On the 17 January 2017 in MyNews24 I published an article entitled: "An extant 95-year old grapevine in the Old Wynberg Village is likely the Cévennes Jacquez cultivar."
I also stated that that 95-year old grapevine which is growing in the vicinity of Durban Road is still producing bunches of black grapes.
The vine is located on a property consisting of two quaint vernacular cottages which were built around 1846 (the date appears above the front door) and was 'upgraded' in the early 20th century (probably before World War I).
One of those cottages was originally known as the 'Village Inn' called Prince Alfred Arms Tavern, the other was known as the Prince Alfred Cottage.
The Prince Alfred Arms Tavern was often used as the local 'watering hole' serving as a refreshment stopover so that passengers on wagons and coaches (and also the horses) travelling from Cape Town to Simon's Town could get some rest before they continued on their long and tiring journey.
That particular grapevine which I had named "the Cévennes Jacquez" would have been planted around 1922.
Well, it turns out, after a deeper ampelographic investigation into its identity (taking note of leaf and grape berry characteristics), that the old grapevine is probably a clone of the original Herbemont hybrid cultivar.

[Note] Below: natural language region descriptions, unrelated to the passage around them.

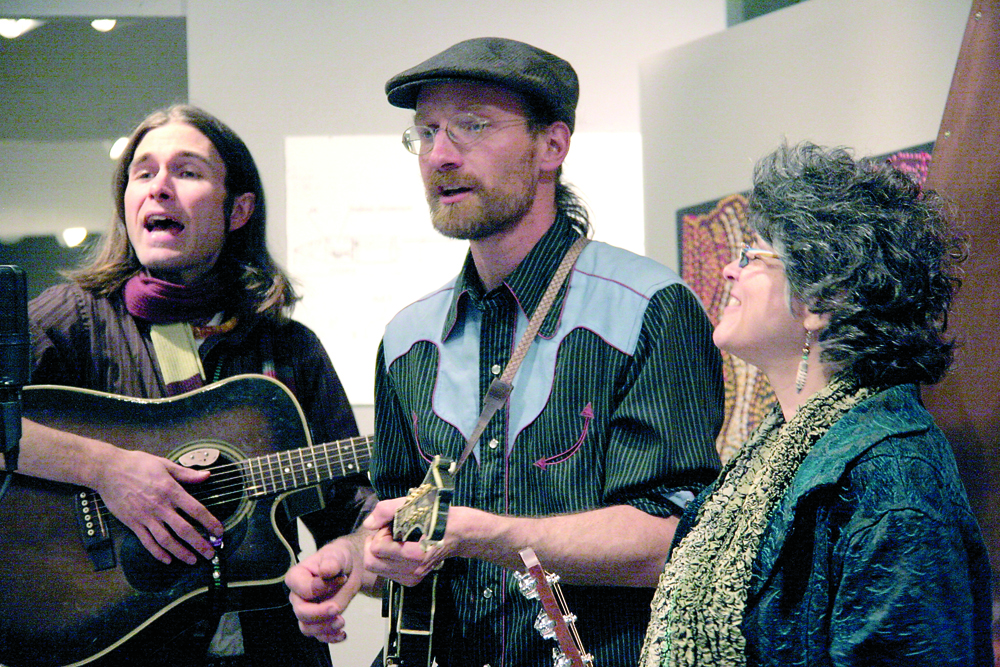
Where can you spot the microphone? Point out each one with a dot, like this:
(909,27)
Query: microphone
(15,365)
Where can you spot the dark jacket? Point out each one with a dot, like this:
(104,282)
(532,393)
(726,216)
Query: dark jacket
(873,556)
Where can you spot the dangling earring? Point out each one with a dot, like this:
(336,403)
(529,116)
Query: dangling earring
(800,377)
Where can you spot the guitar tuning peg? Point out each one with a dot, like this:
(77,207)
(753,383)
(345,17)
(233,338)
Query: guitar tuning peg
(546,626)
(527,585)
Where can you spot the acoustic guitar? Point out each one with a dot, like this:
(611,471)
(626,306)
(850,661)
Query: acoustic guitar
(554,620)
(77,587)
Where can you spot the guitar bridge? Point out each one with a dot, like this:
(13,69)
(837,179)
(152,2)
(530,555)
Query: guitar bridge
(94,531)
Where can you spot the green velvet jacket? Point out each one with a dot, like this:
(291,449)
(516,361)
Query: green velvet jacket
(873,557)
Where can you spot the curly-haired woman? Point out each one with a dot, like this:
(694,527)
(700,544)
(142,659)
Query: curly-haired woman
(841,533)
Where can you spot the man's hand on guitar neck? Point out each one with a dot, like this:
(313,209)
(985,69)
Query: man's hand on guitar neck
(406,563)
(142,491)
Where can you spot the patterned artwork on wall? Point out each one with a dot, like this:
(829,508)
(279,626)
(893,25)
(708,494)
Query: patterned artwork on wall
(710,237)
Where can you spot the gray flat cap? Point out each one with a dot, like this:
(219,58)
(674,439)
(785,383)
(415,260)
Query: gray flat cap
(521,67)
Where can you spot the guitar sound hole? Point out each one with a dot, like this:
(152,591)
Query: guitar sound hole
(224,492)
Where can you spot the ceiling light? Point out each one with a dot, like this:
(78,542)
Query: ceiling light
(14,28)
(118,147)
(73,236)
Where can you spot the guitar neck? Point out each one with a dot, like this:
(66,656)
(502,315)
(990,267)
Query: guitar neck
(307,466)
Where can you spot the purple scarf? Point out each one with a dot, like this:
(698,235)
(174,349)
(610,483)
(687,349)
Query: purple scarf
(160,302)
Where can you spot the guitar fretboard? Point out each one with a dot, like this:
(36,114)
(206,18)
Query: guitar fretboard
(307,466)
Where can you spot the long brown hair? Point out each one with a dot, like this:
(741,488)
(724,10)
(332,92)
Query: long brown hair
(258,283)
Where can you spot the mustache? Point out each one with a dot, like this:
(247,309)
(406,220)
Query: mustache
(452,181)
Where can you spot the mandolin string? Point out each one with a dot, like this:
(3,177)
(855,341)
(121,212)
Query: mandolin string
(564,608)
(235,475)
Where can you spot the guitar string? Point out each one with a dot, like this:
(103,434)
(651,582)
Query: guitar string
(233,477)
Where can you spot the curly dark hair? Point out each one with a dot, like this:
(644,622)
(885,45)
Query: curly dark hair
(862,242)
(257,283)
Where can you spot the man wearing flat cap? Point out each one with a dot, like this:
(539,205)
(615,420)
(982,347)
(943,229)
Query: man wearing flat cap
(605,418)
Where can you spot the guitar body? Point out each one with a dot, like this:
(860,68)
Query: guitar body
(62,602)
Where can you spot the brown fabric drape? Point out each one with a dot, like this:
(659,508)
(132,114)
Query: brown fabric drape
(966,169)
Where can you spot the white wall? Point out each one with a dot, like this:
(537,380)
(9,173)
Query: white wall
(308,68)
(869,74)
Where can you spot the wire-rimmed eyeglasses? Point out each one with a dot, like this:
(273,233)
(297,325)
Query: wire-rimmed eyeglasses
(747,253)
(463,129)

Both Jacquez and Herbemont cultivars (including Herbemont seedlings) were imported into the Cape Colony in 1891 for the express purpose of using them as rootstocks because the phylloxera insect had begun devastating the Cape's vineyards. It had been previously determined that the Jacquez and Herbemont rootstocks were somewhat immune to the ravages of the insect precisely because they were hybrid cultivars containing both American and European Vitis genes – the former providing the vine’s immunity.
Some ampelographic evidence…
I tested the 95-year old grapevine for two notable characteristics and these are the results:
(1) Dormant Herbemont canes are notoriously difficult to start rooting. I compared the relative rooting ability of the 95-year old grapevine cuttings with those of the Madeira Jacquez.
Rooting of dormant canes was 4 – 5 times easier in the Jacquez compared with the former cultivar.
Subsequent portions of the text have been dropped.